NICE consultation on chlormethine gel for skin lymphoma

Have your say on chlormethine gel for mycosis fungoides - consultation runs until 26 August.

Papers

The National Institute for Health and Care Excellence (NICE, one of the bodies that decides whether to make drugs available on the NHS) has opened a consultation on its appraisal of chlormethine gel for the treatment of mycosis fungoides, a type of cutaneous (skin) T-cell lymphoma.

Chlormethine (also known as mechlorethamine or nitrogen mustard) is a type of chemotherapy that is applied directly to the skin (topical chemotherapy). It has been used to treat skin lymphoma for over 50 years. In the past, it was available as a lotion that had to be made up at home each day, or as an ointment that was prepared in specialised pharmacy departments. Chlormethine gel is a new, ready-made gel formulation.

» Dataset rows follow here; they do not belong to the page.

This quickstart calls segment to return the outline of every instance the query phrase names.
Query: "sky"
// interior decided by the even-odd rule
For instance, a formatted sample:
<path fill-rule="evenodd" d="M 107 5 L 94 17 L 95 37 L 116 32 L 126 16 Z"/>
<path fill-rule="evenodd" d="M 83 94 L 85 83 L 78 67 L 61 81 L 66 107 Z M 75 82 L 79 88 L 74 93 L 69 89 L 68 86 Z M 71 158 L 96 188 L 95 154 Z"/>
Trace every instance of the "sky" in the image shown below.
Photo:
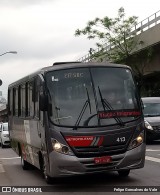
<path fill-rule="evenodd" d="M 76 61 L 95 48 L 95 41 L 75 37 L 89 20 L 126 16 L 140 22 L 160 10 L 159 0 L 0 0 L 0 86 L 8 85 L 58 61 Z"/>

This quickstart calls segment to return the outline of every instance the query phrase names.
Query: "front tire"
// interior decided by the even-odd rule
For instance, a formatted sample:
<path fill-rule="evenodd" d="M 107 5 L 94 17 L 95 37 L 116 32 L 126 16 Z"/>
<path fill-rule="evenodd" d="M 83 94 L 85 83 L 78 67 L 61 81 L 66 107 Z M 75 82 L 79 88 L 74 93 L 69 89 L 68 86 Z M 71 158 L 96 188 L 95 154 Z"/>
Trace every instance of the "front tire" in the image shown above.
<path fill-rule="evenodd" d="M 120 177 L 128 177 L 129 173 L 130 173 L 130 169 L 118 171 Z"/>
<path fill-rule="evenodd" d="M 41 169 L 42 169 L 43 178 L 45 179 L 47 184 L 52 184 L 53 178 L 47 174 L 47 167 L 46 167 L 46 162 L 45 162 L 44 157 L 43 157 L 41 163 L 42 163 Z"/>

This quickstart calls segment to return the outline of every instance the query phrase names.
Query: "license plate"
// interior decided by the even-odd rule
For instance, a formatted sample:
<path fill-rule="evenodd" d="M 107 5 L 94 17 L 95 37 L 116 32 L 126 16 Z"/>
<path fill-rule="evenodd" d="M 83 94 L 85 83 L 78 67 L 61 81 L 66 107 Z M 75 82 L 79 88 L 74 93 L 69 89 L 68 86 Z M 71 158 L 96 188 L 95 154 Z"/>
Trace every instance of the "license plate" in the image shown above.
<path fill-rule="evenodd" d="M 112 161 L 111 156 L 101 156 L 101 157 L 94 158 L 95 164 L 106 164 L 106 163 L 110 163 L 111 161 Z"/>

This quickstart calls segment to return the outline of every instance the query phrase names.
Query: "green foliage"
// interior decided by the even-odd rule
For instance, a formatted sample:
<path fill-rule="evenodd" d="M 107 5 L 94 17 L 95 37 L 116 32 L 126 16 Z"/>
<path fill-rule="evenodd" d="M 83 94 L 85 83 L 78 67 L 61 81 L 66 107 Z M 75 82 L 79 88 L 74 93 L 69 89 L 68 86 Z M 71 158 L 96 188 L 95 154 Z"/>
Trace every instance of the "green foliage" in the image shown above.
<path fill-rule="evenodd" d="M 135 44 L 135 33 L 132 33 L 136 24 L 137 17 L 125 18 L 124 8 L 121 7 L 116 18 L 97 17 L 89 21 L 84 29 L 77 29 L 75 36 L 86 35 L 88 39 L 96 40 L 98 52 L 92 53 L 91 58 L 103 56 L 112 62 L 125 62 L 138 44 Z"/>

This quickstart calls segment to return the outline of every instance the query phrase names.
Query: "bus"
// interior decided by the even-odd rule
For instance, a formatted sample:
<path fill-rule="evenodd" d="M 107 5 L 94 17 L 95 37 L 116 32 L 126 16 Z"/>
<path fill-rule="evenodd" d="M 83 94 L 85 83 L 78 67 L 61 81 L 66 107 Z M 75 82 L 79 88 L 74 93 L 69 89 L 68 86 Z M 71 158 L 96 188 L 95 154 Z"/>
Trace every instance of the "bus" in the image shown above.
<path fill-rule="evenodd" d="M 141 98 L 130 67 L 59 62 L 8 87 L 11 147 L 47 183 L 144 167 Z"/>

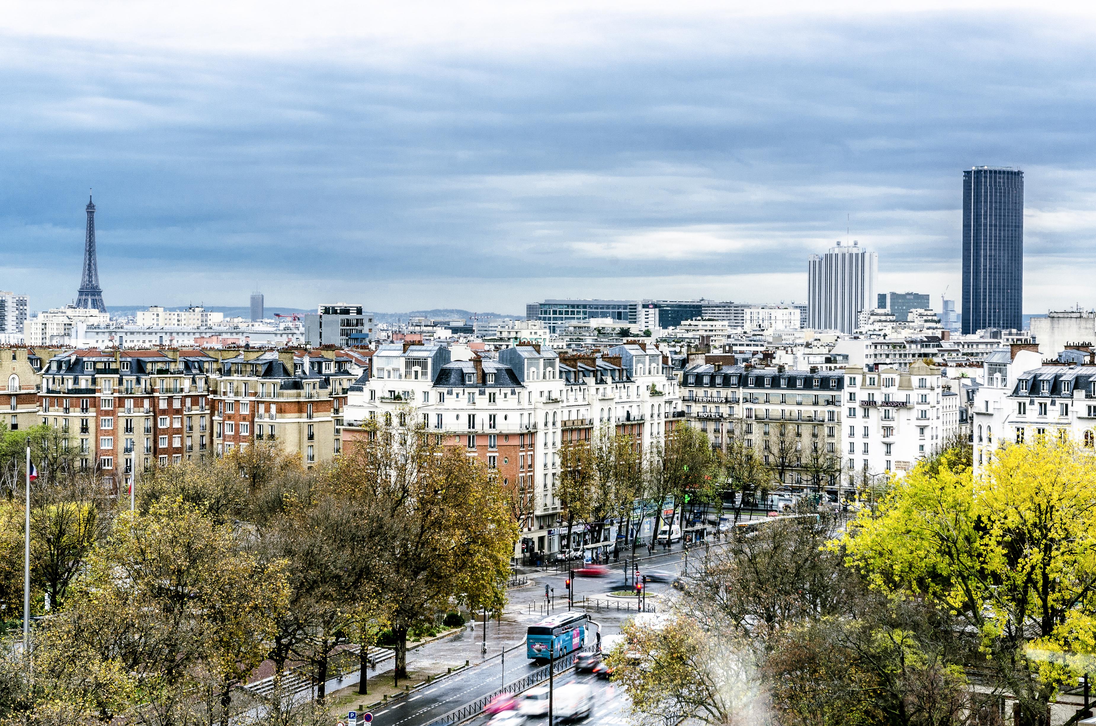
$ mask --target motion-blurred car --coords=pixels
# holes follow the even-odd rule
[[[488,701],[488,704],[483,706],[483,712],[489,714],[500,714],[506,711],[514,711],[515,708],[517,708],[517,699],[510,693],[500,693]]]
[[[667,572],[665,570],[652,569],[643,572],[644,582],[672,582],[674,577],[673,572]]]
[[[613,669],[609,668],[608,663],[606,663],[603,660],[602,662],[594,666],[593,673],[597,678],[604,678],[605,680],[608,680],[609,678],[613,677]]]
[[[602,662],[601,655],[596,653],[584,653],[574,661],[574,670],[579,673],[592,673],[597,663]]]
[[[579,577],[605,577],[609,574],[608,565],[586,565],[574,570]]]
[[[548,688],[538,687],[529,689],[522,694],[521,705],[517,713],[523,716],[544,716],[548,713]]]
[[[594,710],[594,690],[587,683],[564,683],[556,689],[552,715],[560,721],[586,718]]]
[[[495,714],[488,723],[491,726],[522,726],[525,723],[525,716],[516,711],[503,711]]]

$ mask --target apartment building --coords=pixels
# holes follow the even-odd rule
[[[42,423],[71,436],[80,467],[126,485],[139,467],[209,451],[208,379],[202,351],[66,351],[42,370]]]
[[[959,433],[958,390],[943,368],[914,361],[909,370],[845,370],[845,470],[904,474]]]
[[[903,475],[959,433],[963,407],[943,368],[863,366],[796,371],[709,355],[682,374],[688,424],[727,451],[735,436],[760,450],[794,495],[853,499],[865,473]]]
[[[1044,435],[1094,445],[1096,365],[1091,359],[1048,364],[1036,345],[1012,345],[994,351],[983,367],[984,383],[971,407],[975,473],[1007,443]]]
[[[552,553],[568,547],[559,540],[556,497],[564,441],[617,432],[650,446],[672,429],[677,407],[677,383],[663,371],[662,354],[641,344],[562,356],[515,345],[496,360],[470,361],[450,361],[439,345],[381,345],[373,375],[351,388],[344,438],[364,439],[369,420],[421,422],[514,486],[523,536]]]
[[[0,334],[18,334],[23,332],[26,324],[26,295],[0,290]]]
[[[721,358],[721,356],[711,356]],[[726,451],[738,436],[760,450],[792,494],[848,495],[841,477],[841,371],[697,363],[682,375],[682,405],[689,426]],[[820,480],[821,478],[821,480]]]
[[[3,423],[9,431],[25,431],[38,423],[42,368],[57,350],[0,349],[0,379],[4,385]]]
[[[353,361],[340,351],[213,351],[210,396],[218,455],[274,441],[311,467],[342,453]]]
[[[137,310],[137,325],[145,328],[167,326],[205,328],[217,325],[224,319],[224,313],[210,313],[198,305],[192,305],[185,310],[165,310],[159,305],[152,305],[147,310]]]
[[[107,325],[111,316],[95,308],[59,307],[38,313],[23,324],[27,345],[71,345],[77,324]]]
[[[338,350],[0,349],[11,430],[67,434],[107,485],[141,469],[274,440],[306,465],[342,450],[362,361]],[[365,360],[367,364],[367,360]]]

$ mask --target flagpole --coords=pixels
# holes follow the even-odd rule
[[[26,440],[26,543],[23,548],[23,653],[31,654],[31,440]]]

In its draft recommendation, NICE suggests that chlormethine gel should not be made available on the NHS. However, this is not NICE's final guidance and these recommendations may change after consultation.

Lymphoma Action is among organisations and individuals opposing the recommendation and we hope this will result in a change of guidance.

The consultation runs until 26 August 2020 and is open to anybody who has an interest. Please let NICE know your views.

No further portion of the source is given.